Our solution performs all computation on the mobile device, relying on the cloud storage server only for storage. Cloud gaming, on the other hand, performs all computation on the server, at the expense of bandwidth usage and latency. There is likely a middle ground whereby computation can be divided between the device and the cloud server. This can benefit from the long line of prior work in computation offloading from resource-constrained devices [gordon2012comet, shi2014cosmos, kao2017hermes] but will have to be repurposed due to some domain-specific requirements, including stringent low latency and high degree of dynamism in gameplay.
Trace Collection and Model Training. Although AppStreamer will work for all mobile applications without any modification to the applications themselves, it is necessary to collect file access traces from a large number of users to cover most file access patterns.

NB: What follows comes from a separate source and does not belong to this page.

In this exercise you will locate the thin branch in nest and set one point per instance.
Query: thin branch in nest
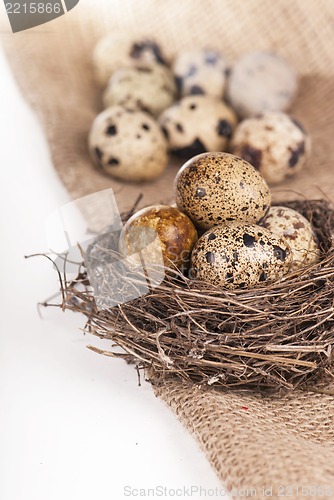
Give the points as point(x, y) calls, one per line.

The trace collection system can be built into the operating system itself, and the user can decide whether to contribute to trace collection. For the first version of the application or when the application is updated, the developer may decide to ship it without AppStreamer, or collect the traces privately (e.g., from testers) beforehand. Model training is done by the developer and takes place offline. Parameter optimization can easily be parallelized. We envision that the developer is responsible for trace collection and model training because they should be in control of the user experience of their own application, and the computation is distributed, compared to relying on a single entity.

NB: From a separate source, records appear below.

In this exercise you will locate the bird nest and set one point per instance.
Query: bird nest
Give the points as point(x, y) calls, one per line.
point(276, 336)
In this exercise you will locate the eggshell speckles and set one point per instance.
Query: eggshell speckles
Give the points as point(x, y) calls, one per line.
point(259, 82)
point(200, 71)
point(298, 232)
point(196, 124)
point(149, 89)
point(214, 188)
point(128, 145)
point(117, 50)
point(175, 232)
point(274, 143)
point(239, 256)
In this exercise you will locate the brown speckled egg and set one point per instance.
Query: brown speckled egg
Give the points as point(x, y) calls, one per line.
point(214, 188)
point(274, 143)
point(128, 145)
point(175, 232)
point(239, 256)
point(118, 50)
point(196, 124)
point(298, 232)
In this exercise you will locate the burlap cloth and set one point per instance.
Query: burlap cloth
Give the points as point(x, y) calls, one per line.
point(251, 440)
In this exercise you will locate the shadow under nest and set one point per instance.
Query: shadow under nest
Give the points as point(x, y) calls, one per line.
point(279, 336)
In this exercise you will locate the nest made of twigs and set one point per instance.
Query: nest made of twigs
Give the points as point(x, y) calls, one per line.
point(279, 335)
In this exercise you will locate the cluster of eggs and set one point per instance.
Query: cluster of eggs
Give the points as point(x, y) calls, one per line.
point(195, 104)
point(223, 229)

Technological Advancements. AppStreamer is still relevant even in the face of constantly improving storage capacity on smartphones. As more storage becomes available on smartphones, developers also take advantage of it more resulting in a larger size of the games. With higher screen resolution, artists tend to use more detailed texture and 3D models to improve their games’ visuals.
In addition to reducing storage requirements, AppStreamer also helps reduce application installation time, since only a small part of the application needs to be downloaded before the user can use it, and the rest is downloaded only as needed, just like video streaming.

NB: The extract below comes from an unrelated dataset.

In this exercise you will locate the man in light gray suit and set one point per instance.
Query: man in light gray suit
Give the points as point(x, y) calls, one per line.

We set out to see how to reduce the storage pressure caused by resource-hungry applications on mobile devices. We found that mobile games were a significant contributor to the problem. We had the insight that mobile games do not need all the resources all the time. So if it were possible to predict which resources would be needed with enough of a lookahead, then they can be prefetched from a cloud storage server and cached at the device and thus not cause any stall for the user. We achieve this goal through the design of AppStreamer, which uses a Markov Chain to predict which file blocks will be needed in the near future and parametrizes it such that the model can be personalized to different speeds and gameplay styles. We show that for two popular third-party games, AppStreamer reduces the storage requirement significantly (more than 85%) without significantly impacting the end user experience. This approach can also help to reduce the startup delay when an app is being downloaded and installed as well as to reduce stalls with cloud gaming by pre-fetching the required resources.
This material is based in part upon work supported by the National Science Foundation under Grant Numbers CNS-1513197 and CNS-1527262 and gift funding from AT&T. Any opinions, findings, and conclusions or recommendations expressed in this material are those of the authors and do not necessarily reflect the views of the sponsors.